Do we need a ban or education? This question predominates the political debate about how to deal with children and advertising in many Western countries.
A 2009 study in Communications
shows that children’s susceptibility to advertising depends on the age of the child. Older children (10-12 y/o) who understand the persuasive intent of advertising are less
susceptible. Surprisingly, younger children (8-9 y/o) who understand advertising’s persuasive nature are more
susceptible to advertising. So, do we need a
ban on advertising or educate children about it's intent? This choice may depend on the age of the child.
- Children’s susceptibility to the persuasive influence of advertising depends on the type of advertising defense and the age of the child:
- older children (10-12 y/o) who understand the persuasive intent of advertising are less susceptible;
- younger children (8-9 y/o) who understand the advertising’s persuasive intent are more susceptible to advertising.
- Recent research shows that disliking advertising increases defenses among all ages.
- When considering policy measures policy makers should take into account the age of the target group.
- When designing advertising interventions and education, developers should consider the type of defense that is being taught to children in different age groups.
Do children’s cognitive defenses against advertising reduce the relationship between advertising exposure and their desire for advertised products?
296 8- to 12-year old children (mean age: 10 years old; 52% boys)
This study was part of a larger study about children’s cognitive advertising defenses. The children filled out a computer-assisted online survey at school about their exposure to TV ads, desire for products in TV ads, and whether their parents talked about the content of the TV ads.
Then, the children watched child-directed TV ads and fragments of TV programs. After each TV program or ad, they answered questions about their recognition of advertising in the program or TV ad. For each TV ad, the children were asked an additional question about their understanding of its selling or persuasive intent.
Children’s recognition of advertising and understanding that advertising intends to sell products did not reduce the relation between advertising exposure and their desire for products in TV ads.
- However, older children (10-12 y/o) who understood that advertising intends to persuade were less susceptible to the persuasive influence of advertising.
- A possible explanation for this finding is that younger children are not yet capable of using their cognitive defenses against advertising.
- Understanding advertising’s persuasive intent had a boomerang effect for younger children (8-9 y/o). In other words, young children who understood that advertising intends to persuade were more susceptible to the impact of advertising.
- The authors gave the following explanation for this finding: for younger children it is difficult to process the persuasive content of an advertisement and to think critically about advertising therefore advertising could have a stronger persuasive effect on them.

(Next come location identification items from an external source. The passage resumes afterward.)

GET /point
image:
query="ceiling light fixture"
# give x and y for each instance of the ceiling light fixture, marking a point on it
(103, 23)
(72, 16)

- Critical fact: This study does not allow for any conclusions about cause (i.e., cognitive advertising defenses) and effect (i.e., susceptibility to the persuasive influence of advertising). The results only show that children’s cognitive defenses against advertising are associated with their susceptibility to the persuasive influence of advertising.
Esther Rozendaal, Moniek Buijzen, & Patti Valkenburg
Rozendaal (PhD) is a Senior Assistant Professor and Buijzen (PhD) a Professor and Chair of Communication Science at Radboud University. Valkenburg (PhD) is a Professor at the University of Amsterdam (all in the Netherlands).
Do children’s cognitive advertising defenses reduce their desire for advertised products?